Kleine Anfrage 1713
des Abgeordneten Dr. Martin Vincentz AfD
Was unternimmt die Landesregierung gegen die kritische Armutslage in Nordrhein-Westfalen?
Laut des Armutsberichts 2022 „Zwischen Pandemie und Inflation“ des Paritätischen Wohlfahrtsverbandes „hat die Armut in Deutschland mit einer Armutsquote von 16,6 Prozent im zweiten Pandemiejahr (2021) einen traurigen neuen Höchststand erreicht.“1 Für Nordrhein-Westfalen lässt sich verzeichnen, dass die Armutsquote mit 18,7 Prozent über dem Bundesdurchschnitt liegt – knapp jeder Fünfte in unserem Bundesland ist arm!2
Damit setzt sich für Nordrhein-Westfalen der traurige Trend der letzten zehn Jahre fort. Von 2012 bis 2019 ist die Armutsquote kontinuierlich von 16,3 auf 18,5 Prozent gestiegen.3 Zwar gab es für das Jahr 2020 ein Absinken auf 17,4 Prozent,4 jedoch wurde bereits im vergangenen Jahr der Wert des Rekordjahrs 2019 übertroffen. Betrachtet man den beschriebenen Zeitraum, so können die Pandemie und die Maßnahmen zu deren Bekämpfung nicht als Erklärung dafür herangezogen werden, dass immer mehr Menschen in unserem Bundesland verarmen.

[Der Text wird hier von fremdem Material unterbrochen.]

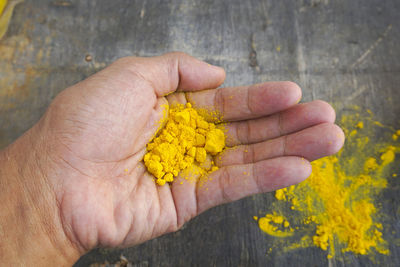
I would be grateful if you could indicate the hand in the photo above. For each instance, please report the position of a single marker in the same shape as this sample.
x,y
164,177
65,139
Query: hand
x,y
90,143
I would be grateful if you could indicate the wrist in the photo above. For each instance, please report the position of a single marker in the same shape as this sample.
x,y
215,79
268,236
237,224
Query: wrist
x,y
31,230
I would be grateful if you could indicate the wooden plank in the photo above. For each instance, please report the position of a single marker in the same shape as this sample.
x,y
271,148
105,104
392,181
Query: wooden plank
x,y
345,52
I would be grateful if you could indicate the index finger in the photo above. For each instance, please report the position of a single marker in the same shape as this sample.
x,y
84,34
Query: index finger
x,y
246,102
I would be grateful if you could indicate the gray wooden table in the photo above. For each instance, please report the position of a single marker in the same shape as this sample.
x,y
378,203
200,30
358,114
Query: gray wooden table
x,y
345,52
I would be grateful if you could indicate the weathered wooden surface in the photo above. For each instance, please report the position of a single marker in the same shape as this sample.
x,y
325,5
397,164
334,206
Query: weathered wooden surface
x,y
345,52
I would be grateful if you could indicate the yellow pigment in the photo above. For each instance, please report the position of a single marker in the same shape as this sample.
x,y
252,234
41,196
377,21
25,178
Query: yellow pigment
x,y
186,140
6,13
336,208
3,4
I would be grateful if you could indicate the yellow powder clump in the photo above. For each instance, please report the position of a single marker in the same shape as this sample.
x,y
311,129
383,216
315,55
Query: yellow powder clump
x,y
186,139
337,204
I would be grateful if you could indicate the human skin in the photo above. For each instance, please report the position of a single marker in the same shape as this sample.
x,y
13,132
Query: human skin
x,y
76,180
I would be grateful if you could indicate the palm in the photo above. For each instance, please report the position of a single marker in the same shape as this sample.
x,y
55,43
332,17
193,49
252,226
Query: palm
x,y
106,196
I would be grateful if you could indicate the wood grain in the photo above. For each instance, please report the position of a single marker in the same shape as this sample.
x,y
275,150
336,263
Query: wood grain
x,y
344,52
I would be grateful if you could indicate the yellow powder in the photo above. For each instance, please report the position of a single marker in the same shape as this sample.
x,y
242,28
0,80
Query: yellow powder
x,y
6,10
275,225
186,139
335,209
3,4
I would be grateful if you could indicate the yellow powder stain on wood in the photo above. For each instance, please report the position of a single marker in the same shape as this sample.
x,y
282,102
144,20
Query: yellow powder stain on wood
x,y
186,140
339,198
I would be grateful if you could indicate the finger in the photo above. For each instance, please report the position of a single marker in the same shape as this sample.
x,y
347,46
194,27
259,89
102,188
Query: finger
x,y
235,182
312,143
247,102
173,71
291,120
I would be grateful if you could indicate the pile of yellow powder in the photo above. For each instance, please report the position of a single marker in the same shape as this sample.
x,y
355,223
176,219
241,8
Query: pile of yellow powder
x,y
186,139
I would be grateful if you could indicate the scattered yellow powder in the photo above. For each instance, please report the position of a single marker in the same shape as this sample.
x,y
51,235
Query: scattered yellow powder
x,y
338,200
186,139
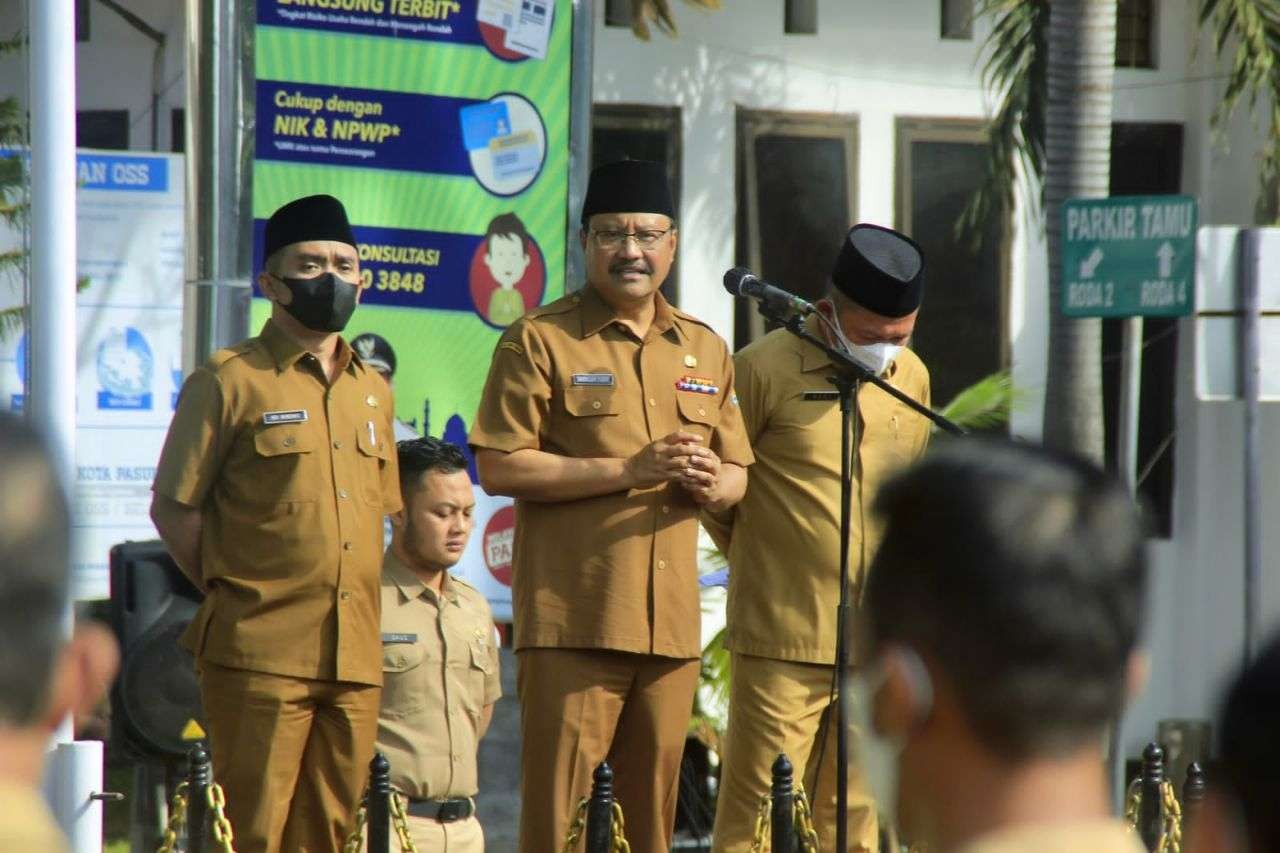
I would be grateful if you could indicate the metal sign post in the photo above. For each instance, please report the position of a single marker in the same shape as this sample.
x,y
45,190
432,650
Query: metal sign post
x,y
1129,256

Diese Problematik trifft auch die Wohlfahrtsverbände, beispielsweise die Tafel, welche innerhalb von Nordrhein-Westfalen 172 Standorte betreibt – mehr als in jedem anderen Bundesland.5 Eine Umfrage aus dem vergangenen Jahr über die derzeit größten Herausforderungen der Berliner Hilfsorganisation verdeutlicht einige der Symptome einer zunehmend verarmenden Gesellschaft.6 Zu viele Kunden, Rückgang der Lebensmittelspenden und (psychische) Belastungen bei den Helfern sind laut den Angaben nur die Spitze des Eisberges.7 Die Politik muss endlich eine Trendwende einleiten und auf der einen Seite die in Not Geratenen akut unterstützen und auf anderer Seite dafür Sorge tragen, dass zunehmend mehr Menschen in unserem Bundesland sich das Leben wieder leisten können.
Ich frage daher die Landesregierung:
- Welche Projekte hat die Landesregierung in der Vergangenheit konkret gefördert, um der Verschlechterung der sozialen Lage entgegenzuwirken? (Bitte aufschlüsseln von 2017 bis heute)
- Wie hat die Landesregierung die Wohlfahrtsverbände in Nordrhein-Westfalen personell und strukturell unterstützt? (Bitte aufschlüsseln von 2017 bis heute)
- Wie setzt sich die Landesregierung auf Bundesebene für gezielte Soforthilfen für unterhalb der Armutsgrenze lebende Menschen ein? (Bitte aufschlüsseln von 2017 bis heute)
- Welche gezielten Soforthilfen für unterhalb der Armutsgrenze lebende Menschen könnte die Landesregierung in eigener Verantwortung einführen? (Bitte aufschlüsseln von 2017 bis heute)
- Welche konkreten Maßnahmen sind seitens der Landesregierung geplant, um der zunehmenden Verarmung der Bevölkerung in Nordrhein-Westfahlen entgegenzuwirken?
Dr. Martin Vincentz
1 https:// www .der-paritaetische.de/themen/sozial-und-europapolitik/armut-und-
grundsicherung/armutsbericht-2022/#spacer
2 Ebd.
4 Ebd.
7 Ebd.
Der Minister für Arbeit, Gesundheit und Soziales hat die Kleine Anfrage 1713 mit Schreiben vom 26. Mai 2023 namens der Landesregierung im Einvernehmen mit dem Minister der Finanzen, der Ministerin für Kinder, Jugend, Familie, Gleichstellung, Flucht und Integration und der Ministerin für Heimat, Kommunales, Bau und Digitalisierung beantwortet.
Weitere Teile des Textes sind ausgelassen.